Your next data analysis project can thus get a head start with useful configurations
and the start of a comprehensible directory structure by applying the ``yoda`` procedure.

Sources
^^^^^^^
This section is based on a comprehensive
`poster <https://f1000research.com/posters/7-1965>`_ and publicly
available `slides <https://github.com/myyoda/talk-principles>`_ about the
YODA principles.


.. rubric:: Footnotes

.. [#f1] "Why does the acronym contain itself?" you ask confused.
         "That's because it's a `recursive acronym <https://en.wikipedia.org/wiki/Recursive_acronym>`_,
         where the first letter stands recursively for the whole acronym." you get in response.
         "This is a reference to the recursiveness within a DataLad dataset -- all principles
         apply recursively to all the subdatasets a dataset has."
         "And what does all of this have to do with Yoda?" you ask mildly amused.
         "Oh, well. That's just because the DataLad team is full of geeks."

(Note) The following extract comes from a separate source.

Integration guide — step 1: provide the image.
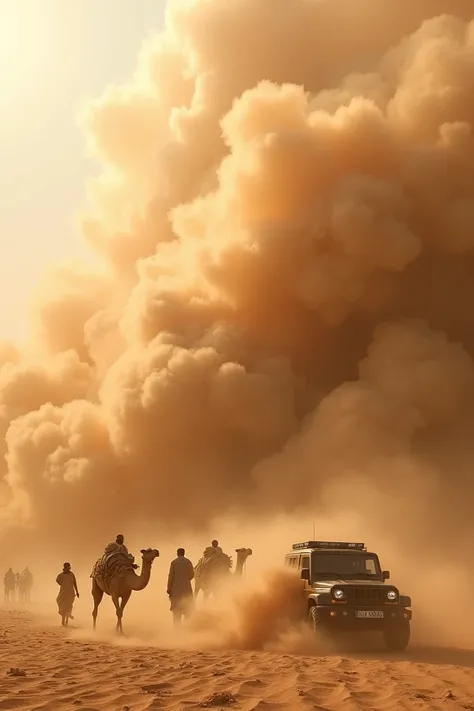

.. [#f2] If you want to learn more about Docker and Singularity, or general information
         about containerized computational environments for reproducible data science,
         check out `this section <https://the-turing-way.netlify.app/reproducible-research/renv/renv-containers.html>`_
         in the wonderful book `The Turing Way <https://the-turing-way.netlify.app>`_,
         a comprehensive guide to reproducible data science, or read about it in
         section :ref:`containersrun`.

.. [#f4] Substitute unfeasible with *wasteful*, *impractical*, or simply *stupid* if preferred.

.. [#f5] To re-read how ``.gitattributes`` work, go back to section :ref:`config`, and to remind yourself
         about how this worked for the ``text2git`` configuration, go back to section :ref:`text2git`.